Part III was er.... an experience. They say that even old Professors that have done the Part III speak of it like old war stories amongst themselves. I highly reccommend it because of the amount of mathematics and theory you can cover in a year even if you don't get the PhD offer from DAMTP.
I an international student from Asia but I did my undergrad at Imperial College London (The UK's MIT equivalent - Abbus Salam was our a head at one time) so I was pretty much acquinted with the English weather and the English by the time I enrolled at Cambridge. Anyway, the make up the Part III's are fairly international anyway. Lots of left-handed Germans, rigourous French mathematicians and very hard-working Chinese. There aren't that many Americans or at least I didn't bump into a great many of them so you'd be a minority which is a good thing.
Other than being lectured by some of the best in their field (most notably Mike Green's String Theory lectures - a must for any aspiring String Theorist- while I was there they celebrated his 60th with the EuroString conference held at the Math department. John Schwarz came but I didn't see him) there's also the oppurtunity to meet Europe's next generation of leading mathematics and theoretical physics some of which will probably go on to win the Fields Medals or Nobel Prizes. Attiyah, Chandra, Wiles, Donaldson, Abbus Salam and pretty much all of the British mathematicians and theoretical physicists who've won those prizes all did Part III. So the "networking" oppurtunity is great.

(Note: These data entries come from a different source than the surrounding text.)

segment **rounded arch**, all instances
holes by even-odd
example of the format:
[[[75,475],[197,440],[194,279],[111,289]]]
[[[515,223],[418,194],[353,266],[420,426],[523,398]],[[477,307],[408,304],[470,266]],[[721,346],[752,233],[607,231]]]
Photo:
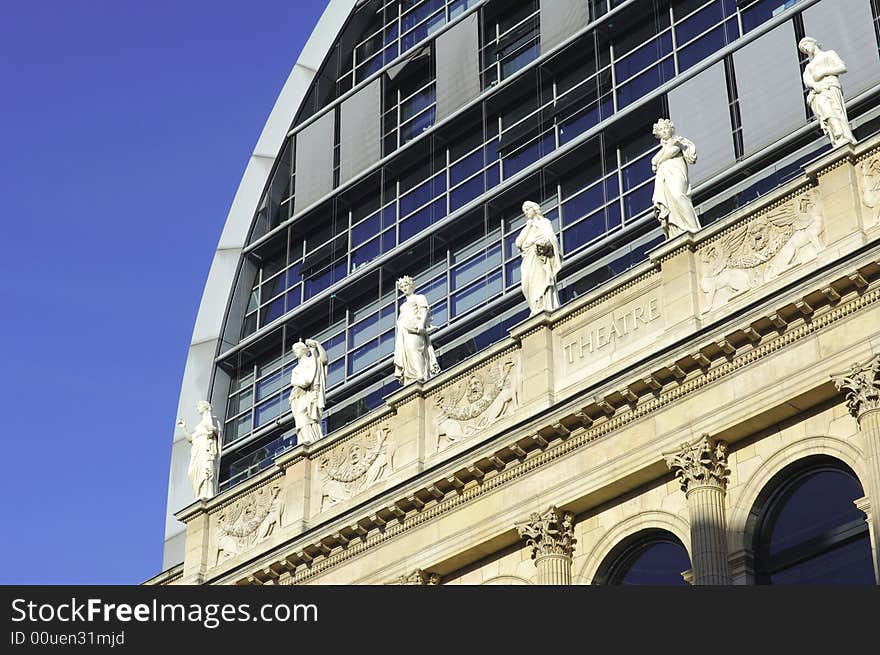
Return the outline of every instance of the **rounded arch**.
[[[789,466],[815,455],[824,455],[846,465],[865,489],[865,470],[862,451],[844,439],[811,436],[782,446],[759,466],[743,485],[728,512],[729,549],[751,552],[752,534],[760,518],[762,493],[767,493],[770,482]]]
[[[482,586],[485,585],[530,585],[532,584],[529,580],[526,580],[523,577],[518,575],[496,575],[494,578],[489,578],[486,580]]]
[[[573,584],[592,584],[600,567],[615,548],[646,530],[664,530],[671,533],[682,543],[688,559],[691,559],[690,525],[686,520],[677,514],[662,510],[640,512],[618,522],[602,535],[587,553]]]

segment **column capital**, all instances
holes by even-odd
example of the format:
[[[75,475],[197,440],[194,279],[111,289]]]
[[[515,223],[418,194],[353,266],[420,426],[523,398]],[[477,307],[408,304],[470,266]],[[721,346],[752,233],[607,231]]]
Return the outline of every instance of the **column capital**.
[[[547,555],[571,557],[577,543],[574,538],[574,514],[562,512],[556,505],[551,505],[543,513],[532,512],[528,521],[516,524],[516,529],[526,544],[531,546],[534,560]]]
[[[880,355],[856,362],[849,370],[832,375],[838,391],[846,393],[846,406],[856,420],[872,409],[880,409]]]
[[[685,493],[702,486],[727,488],[730,469],[727,468],[726,441],[703,434],[694,442],[684,442],[676,451],[663,453],[663,457]]]

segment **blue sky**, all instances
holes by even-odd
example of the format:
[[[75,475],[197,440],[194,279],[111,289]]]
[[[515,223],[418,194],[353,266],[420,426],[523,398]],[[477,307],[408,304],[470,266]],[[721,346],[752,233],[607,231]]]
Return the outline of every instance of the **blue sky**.
[[[160,571],[202,287],[324,4],[0,0],[0,584]]]

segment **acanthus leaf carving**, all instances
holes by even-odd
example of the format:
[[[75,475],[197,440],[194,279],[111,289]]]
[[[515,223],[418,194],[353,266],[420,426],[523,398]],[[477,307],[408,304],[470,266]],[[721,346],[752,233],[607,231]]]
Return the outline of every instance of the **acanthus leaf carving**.
[[[710,244],[701,258],[703,311],[815,259],[822,230],[818,192],[811,190]]]
[[[856,419],[868,410],[880,409],[880,355],[852,364],[831,380],[838,391],[846,393],[846,406]]]
[[[391,582],[389,584],[407,586],[436,586],[440,584],[440,576],[436,573],[431,573],[430,571],[416,569],[409,575],[401,575],[394,582]]]
[[[387,426],[350,439],[323,456],[321,511],[356,496],[388,475],[392,448]]]
[[[215,566],[268,539],[281,527],[281,485],[260,487],[223,510],[217,519]]]
[[[512,360],[472,373],[437,397],[437,452],[470,437],[498,419],[509,415],[518,404]]]
[[[532,548],[532,559],[547,555],[571,557],[574,538],[574,514],[563,512],[555,505],[543,513],[532,512],[529,520],[516,525],[519,536]]]
[[[727,467],[726,441],[710,439],[708,434],[703,434],[696,441],[685,442],[679,450],[663,456],[684,492],[699,486],[727,487],[730,469]]]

After the first semester, I knew that High Energy wasn't for me because of it's detachment from experiment. I also understood why the String theory groups were so selective in choosing PhD candidates. It's because the problems they work on are really very hard and to commit to the field is actually a VERY big career decision one which you have to make very early in your PhD and requires lots of committment. So they have to look for evidence of great talent, hardwork and dedication (Part III is a good test- it's more like a PhD recruitment programme, which gives anyone a fair chance... just do well in the exams they say) in their applicants to ensure that they won't jeopardize their research career at such an early stage.

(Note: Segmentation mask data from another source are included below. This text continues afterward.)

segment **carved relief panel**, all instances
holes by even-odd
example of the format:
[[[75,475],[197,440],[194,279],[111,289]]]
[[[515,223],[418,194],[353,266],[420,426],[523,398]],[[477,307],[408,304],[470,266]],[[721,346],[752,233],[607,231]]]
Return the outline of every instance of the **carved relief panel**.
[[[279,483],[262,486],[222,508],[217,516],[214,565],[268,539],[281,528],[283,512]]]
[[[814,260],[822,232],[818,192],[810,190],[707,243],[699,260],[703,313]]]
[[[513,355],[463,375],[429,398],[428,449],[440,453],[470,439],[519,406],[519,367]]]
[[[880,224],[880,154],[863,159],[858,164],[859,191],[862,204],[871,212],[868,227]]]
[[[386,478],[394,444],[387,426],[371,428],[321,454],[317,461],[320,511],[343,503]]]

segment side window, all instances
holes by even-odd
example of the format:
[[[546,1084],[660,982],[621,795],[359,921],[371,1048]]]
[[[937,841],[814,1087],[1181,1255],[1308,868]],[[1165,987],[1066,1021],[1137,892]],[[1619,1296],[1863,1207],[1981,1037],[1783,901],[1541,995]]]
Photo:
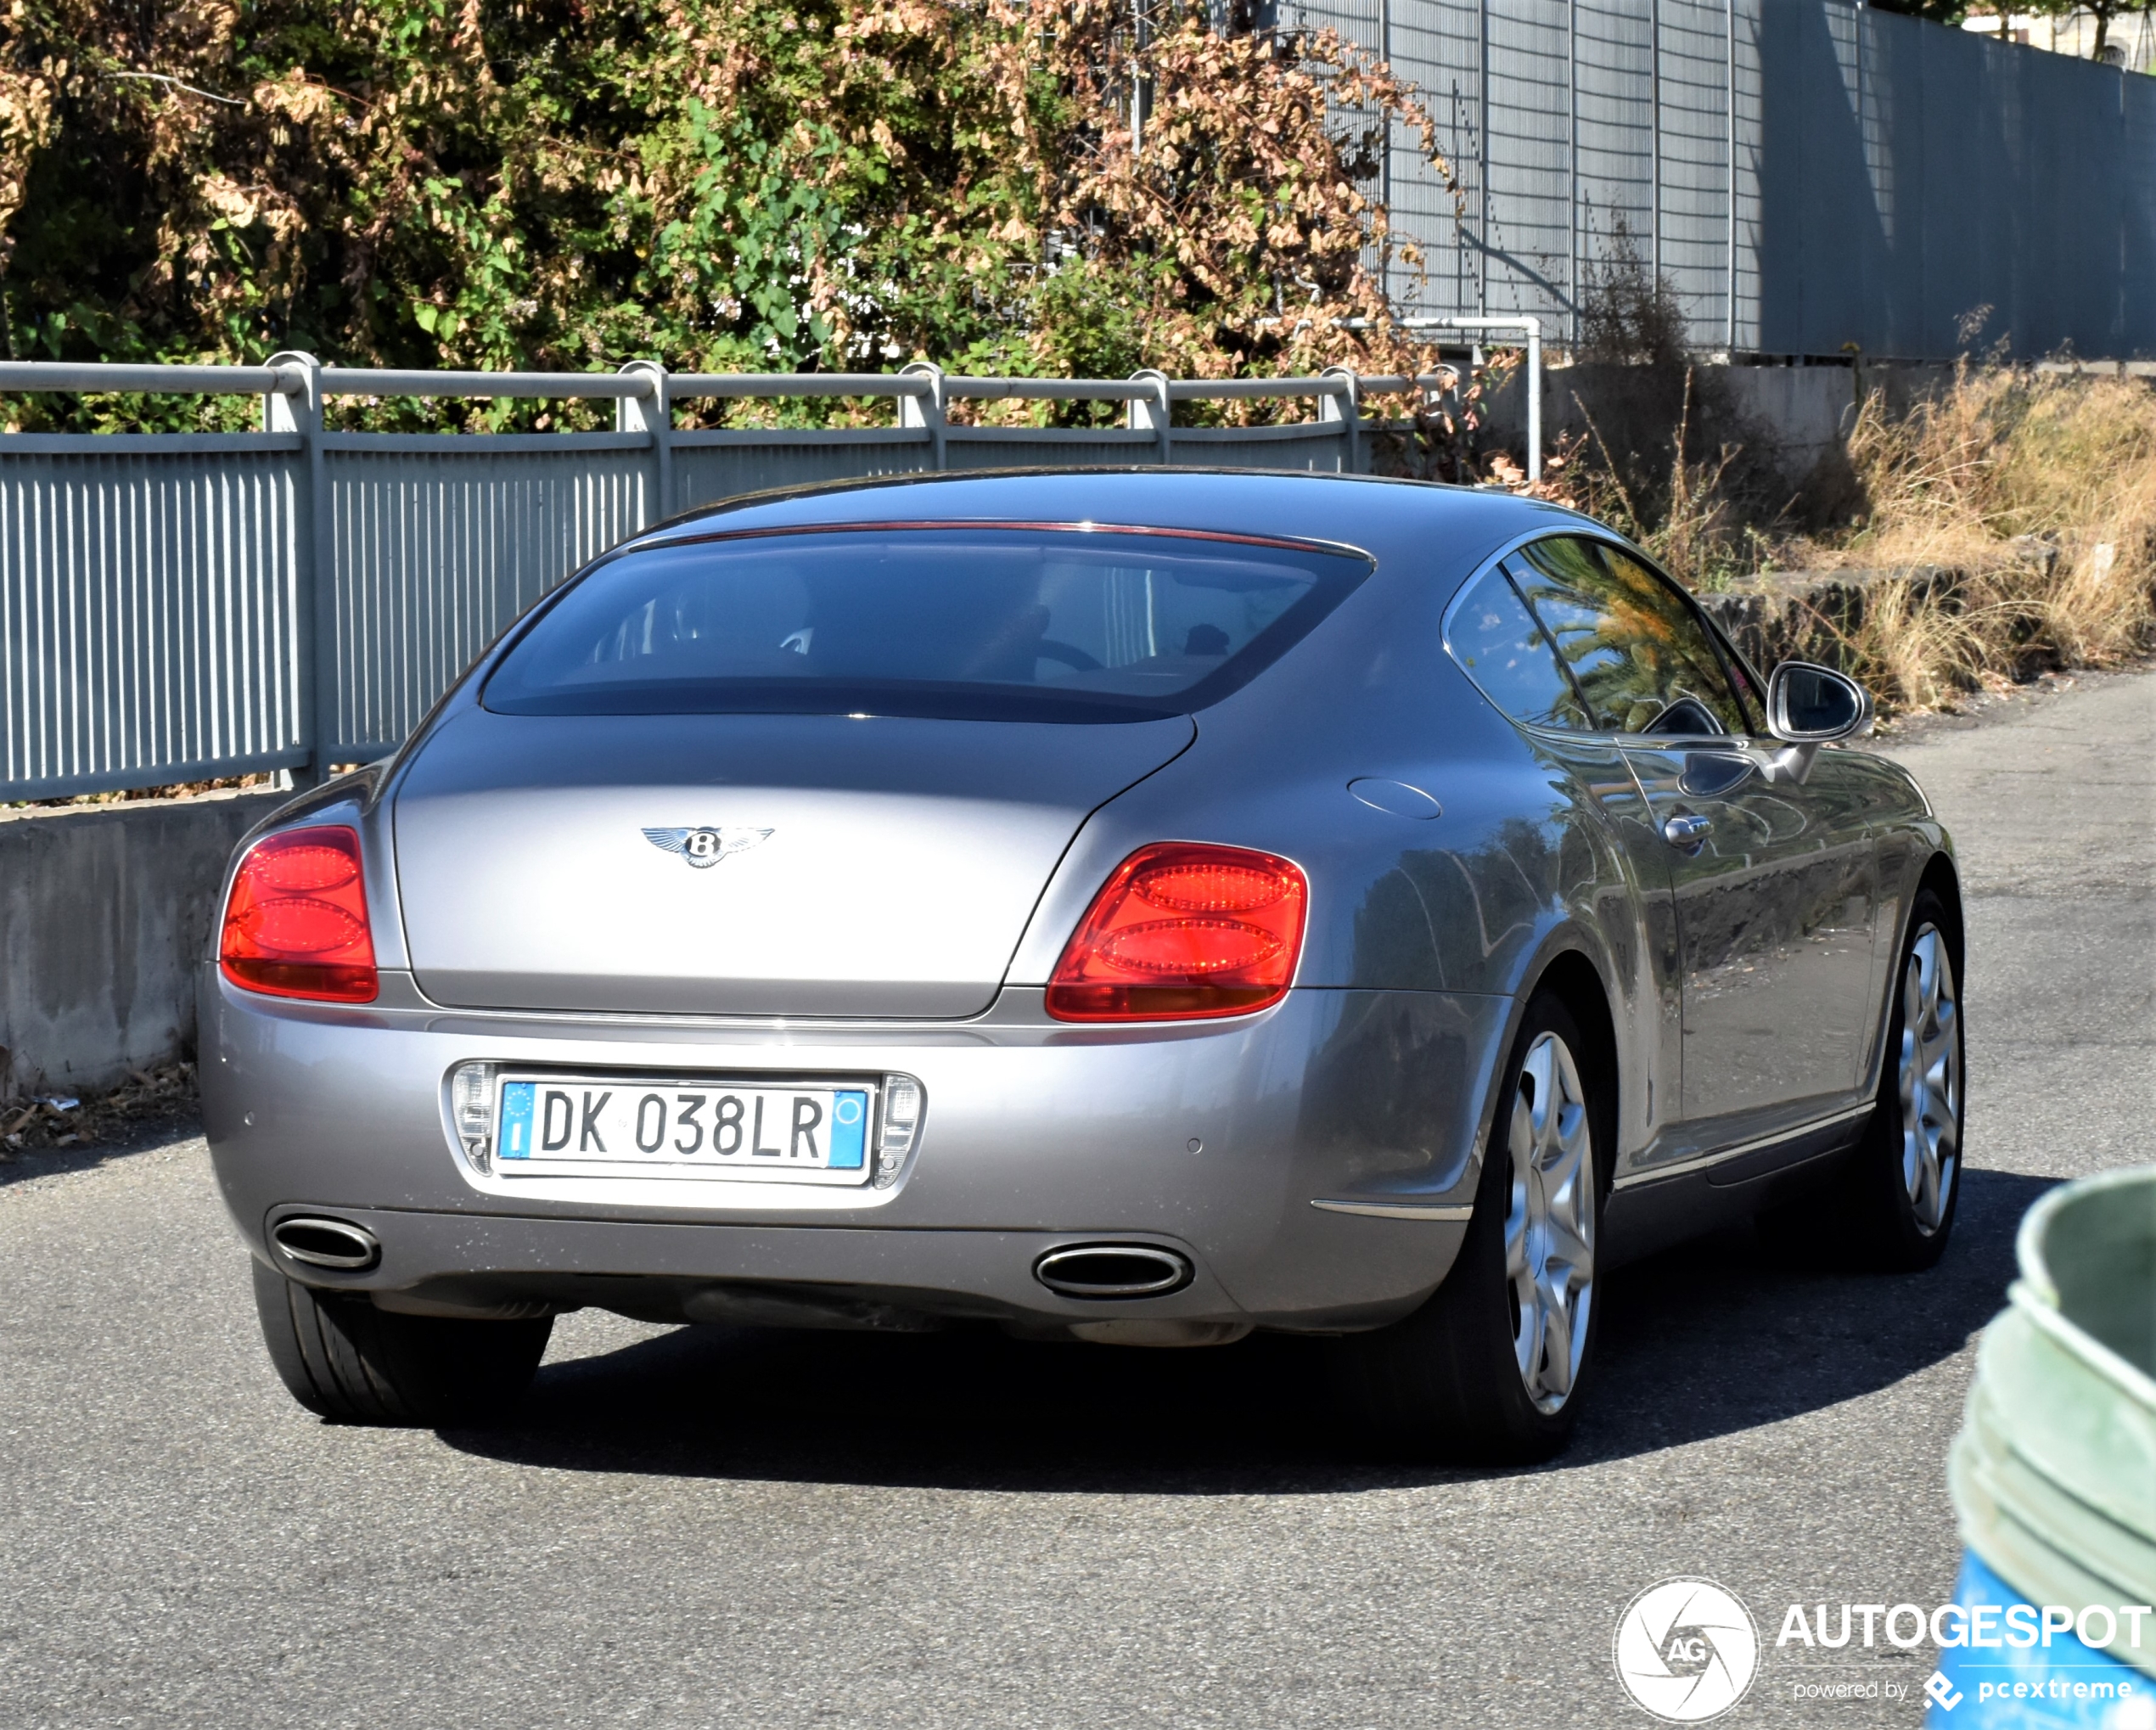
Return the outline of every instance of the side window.
[[[1482,694],[1515,721],[1590,730],[1579,693],[1502,570],[1462,591],[1446,626],[1446,647]]]
[[[1572,536],[1537,541],[1508,562],[1597,727],[1751,731],[1706,627],[1657,572],[1614,547]]]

Anyway, if you do decide to have the Part III experience remember your ultimate goal... that is the "distinction" grade and work hard to do well in the exams. Most of the questions are usually "book-work" questions. To be fair, they can't possibly ask you to be too creative and original in thinking when doing the exam questions so they mostly ask you to reproduce to lecture notes in these questions. So it is possible and in some cases even necessary to remember answers without understanding them. The PhD students there that i've spoken even to admit that they only truly understood the lecture material in their first few years of their PhD.

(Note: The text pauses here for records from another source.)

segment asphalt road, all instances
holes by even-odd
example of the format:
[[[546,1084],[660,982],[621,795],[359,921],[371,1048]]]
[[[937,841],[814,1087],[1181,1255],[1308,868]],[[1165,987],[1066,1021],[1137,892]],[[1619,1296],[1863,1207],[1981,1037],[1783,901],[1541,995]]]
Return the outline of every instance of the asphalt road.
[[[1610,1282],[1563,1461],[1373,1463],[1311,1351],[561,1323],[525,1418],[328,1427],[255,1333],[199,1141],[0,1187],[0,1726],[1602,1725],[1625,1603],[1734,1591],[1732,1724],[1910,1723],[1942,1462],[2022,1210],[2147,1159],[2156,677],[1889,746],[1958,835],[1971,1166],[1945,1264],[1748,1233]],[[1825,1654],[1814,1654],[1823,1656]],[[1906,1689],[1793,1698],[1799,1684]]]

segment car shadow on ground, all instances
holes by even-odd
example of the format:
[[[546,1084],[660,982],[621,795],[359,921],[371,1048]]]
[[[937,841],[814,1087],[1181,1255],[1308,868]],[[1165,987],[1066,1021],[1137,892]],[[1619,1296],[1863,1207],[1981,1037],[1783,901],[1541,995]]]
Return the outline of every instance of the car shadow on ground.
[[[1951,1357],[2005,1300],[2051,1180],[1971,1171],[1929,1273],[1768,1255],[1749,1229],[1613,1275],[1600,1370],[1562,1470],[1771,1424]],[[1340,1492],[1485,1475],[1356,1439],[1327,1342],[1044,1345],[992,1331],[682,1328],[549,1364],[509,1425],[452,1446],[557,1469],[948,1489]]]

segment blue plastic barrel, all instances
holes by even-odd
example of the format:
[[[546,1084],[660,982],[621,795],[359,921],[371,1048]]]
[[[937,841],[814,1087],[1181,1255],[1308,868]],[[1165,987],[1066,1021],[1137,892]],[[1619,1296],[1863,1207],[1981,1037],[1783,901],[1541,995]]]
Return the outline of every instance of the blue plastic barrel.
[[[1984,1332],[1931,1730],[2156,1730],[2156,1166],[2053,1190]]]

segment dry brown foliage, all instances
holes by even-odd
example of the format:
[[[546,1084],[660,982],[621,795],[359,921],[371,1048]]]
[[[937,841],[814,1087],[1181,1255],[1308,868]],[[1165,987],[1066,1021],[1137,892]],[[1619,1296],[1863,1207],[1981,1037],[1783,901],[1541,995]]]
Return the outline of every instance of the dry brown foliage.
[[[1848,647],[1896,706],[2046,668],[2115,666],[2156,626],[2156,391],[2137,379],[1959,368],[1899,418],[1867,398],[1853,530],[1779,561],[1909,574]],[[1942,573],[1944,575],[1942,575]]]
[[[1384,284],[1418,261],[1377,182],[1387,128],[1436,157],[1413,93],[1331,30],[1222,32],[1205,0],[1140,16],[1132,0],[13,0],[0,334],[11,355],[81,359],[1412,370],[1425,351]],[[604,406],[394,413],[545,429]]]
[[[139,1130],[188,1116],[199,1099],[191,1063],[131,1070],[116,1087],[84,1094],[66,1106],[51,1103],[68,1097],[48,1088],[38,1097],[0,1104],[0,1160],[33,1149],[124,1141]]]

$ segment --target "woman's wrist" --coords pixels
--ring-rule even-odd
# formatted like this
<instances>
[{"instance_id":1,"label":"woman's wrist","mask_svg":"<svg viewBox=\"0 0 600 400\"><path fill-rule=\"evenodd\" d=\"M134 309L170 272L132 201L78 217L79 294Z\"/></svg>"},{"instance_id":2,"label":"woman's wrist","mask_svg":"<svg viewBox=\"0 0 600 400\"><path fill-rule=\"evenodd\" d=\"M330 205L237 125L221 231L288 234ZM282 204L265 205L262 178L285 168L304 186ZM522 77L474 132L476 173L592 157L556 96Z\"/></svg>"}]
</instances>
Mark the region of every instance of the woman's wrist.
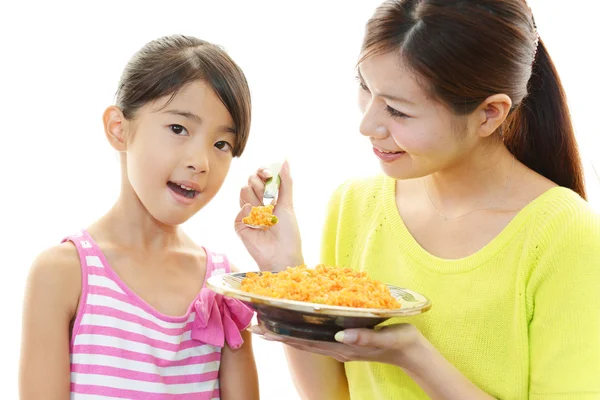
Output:
<instances>
[{"instance_id":1,"label":"woman's wrist","mask_svg":"<svg viewBox=\"0 0 600 400\"><path fill-rule=\"evenodd\" d=\"M394 364L432 399L494 399L469 381L423 335L414 345L399 351Z\"/></svg>"},{"instance_id":2,"label":"woman's wrist","mask_svg":"<svg viewBox=\"0 0 600 400\"><path fill-rule=\"evenodd\" d=\"M302 254L275 259L270 265L259 265L259 268L261 271L281 272L287 267L297 267L298 265L304 265Z\"/></svg>"},{"instance_id":3,"label":"woman's wrist","mask_svg":"<svg viewBox=\"0 0 600 400\"><path fill-rule=\"evenodd\" d=\"M431 343L418 332L417 337L411 344L396 351L393 364L406 372L417 372L431 358L431 347Z\"/></svg>"}]
</instances>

Now I've decided that I wanted to work on theoretical condensed matter which still had many unsolved problems (high T-c supercons.) and new phenomena emerging from experiment (BE condensates, fractional statistics) but I didn't regret my Part III experience... in fact I think I learnt a great deal. It's like a freakin buffet of courses to take. The list is just WOW... It's so easy to over-indulge in lecture sitting and so easy to neglect the example sheets and classes. But I learnt that real learning doesn't happen in the lectures... it happens when you take the time to self-study and sit under a tree and figure out what all the scribbles mean. Anyway, I didn't get the prized distinction and had to settle with a Merit because I didn't put in as much work as I should have and there were other distractions as well (WORLD CUP!!!). But I did learn a lot and that's the most important thing... even if it didn't count as much when it came to exam time
The upside is that in the rest of Brittain Part III is highly reputable. Even the theory group at my old Uni takes mostly Part III's and even Goldman Sachs London likes to hire PartIII's.
The other quirky thing about Cambridge are the colleges. You belong to your college first, then your deparment, then the University. It's a weird system to get used to, and one that can sometimes be very unfair. Like if you belong to a rich college you get plenty of perks and otherwise if you don't then... well it sucks. There's also the thing about tradition and dressing up for formal dinners and rowing mania. Oh yeah, it's also cool to see Steven Hawking move in and about the department. To mere mortals like me it just seemed like a surreal world. Cambridge is also very pretty and quint... it's the real deal in my opinion unlike the imitation that they have in Mass. USA.
Anyway all the best. I am applying to the US this year because I didn't bother with the GREs during my year at Cambridge... it would have been suicidal. Hope this reply wasn't too long. Just remembered... Jeff Goldstone also did Part III, he gave one lecture while I was there about broken symmetry... no surprise why.